To a New Worlder, the complex tradition and history of Dutch names, then, is particularly interesting. The Netherlands is home to some truly unique names such as "Jop," "Joke," "Aart," and "Freek" that may seem silly to us English speakers, but let's face it, traditional Anglo-Saxon names can sound just as silly to Dutchies (For example, Bill=Buttock).  Historically, Germanic-rooted first names are the oldest, dating back to the pre-medieval times. The Middles Ages saw religious and Biblical first names become fashionable - literally! Having a Christian first name was a fashion statement as well as a status symbol. Many would also name their children after dead relatives and friends because of a widespread belief that it would contribute to the reincarnation of the person after whom the parents would be naming their child. Names only started become less influenced by religion after the Second World War. And as with many other traditions, naming traditions were varied in different parts of the country.

Dutch last names, however, are a unique case of sounding ridiculous not in any one foreign language (although they can be particularly hard to spell for foreigners!), but in their native Dutch. In my head, that just indicates to the fact that the Dutchies of centuries past must have had terrific senses of humor.  For example, the very much real last name "Naaktgeboren" translates as "Born Naked," the common last name "Niemands" means "No one" and the last name "Niemandsvriend" rather sadly translates as "Nobody's Friend." (Ouch!) One's mind boggles even thinking about how the original Misters Poepjes (poop), Holvast (ass grip), and Klootwijk (village of balls) came by their surnames back in the days of yore.

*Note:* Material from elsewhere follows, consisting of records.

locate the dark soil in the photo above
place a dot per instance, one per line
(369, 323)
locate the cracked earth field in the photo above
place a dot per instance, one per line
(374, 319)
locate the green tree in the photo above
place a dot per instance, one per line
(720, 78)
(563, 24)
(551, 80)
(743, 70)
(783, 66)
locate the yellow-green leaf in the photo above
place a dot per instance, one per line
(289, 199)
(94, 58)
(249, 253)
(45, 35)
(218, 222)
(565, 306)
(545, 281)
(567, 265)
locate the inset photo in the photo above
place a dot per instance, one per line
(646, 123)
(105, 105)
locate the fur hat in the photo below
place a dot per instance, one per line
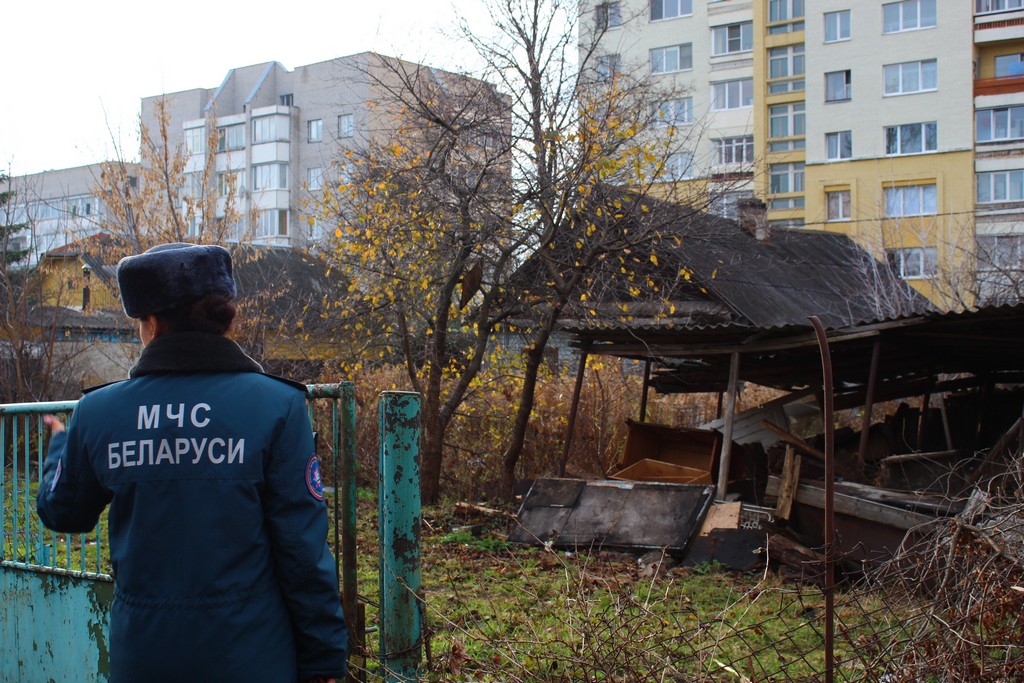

Of course, not all Dutch surnames names are as silly as the aforementioned ones. There are over 100,000 last names in the Netherlands, and many of these are the result of forced name registration procedures enforced under Napoleon's rule in 1811.  A popular myth states that 19th century Dutchies did not see last names as a permanent fixture in their society, and did not take the matter of picking their last name seriously coming up with funny-sounding last names just for the heck of it. The accuracy of this version of events has always been under question, especially considering that many in the south of the country already had fixed last names by 1811. Many Dutchies today also have last names based on where the family historically lived - ergo, the prepositions "van" and "de" meaning "from" or "of". For example, the forefathers of the famous Dutch opera singer Elma van Den Dool grew up on a farm called Den Dool, which is a pretty awesome naming tradition I wish we still had today (Alisa of Ossington has a certain ring to it, y'know?) The most common last names that became permanent in 1811 were, however, patronymics: for example, a son with a father called Jan would be called Jansen, etc. Last names based on patronymics are popular in Dutch-speaking Belgium, less so in the Netherlands.

Thus, when you think of making fun of the name of your new Dutch friend Dirk Zonderbroek -  or Dirk "Without Trousers" - remember that his ancestors had a terrific sense of humor. That or they lived in a swamp, (broek also could mean "swamp") which is even more badass.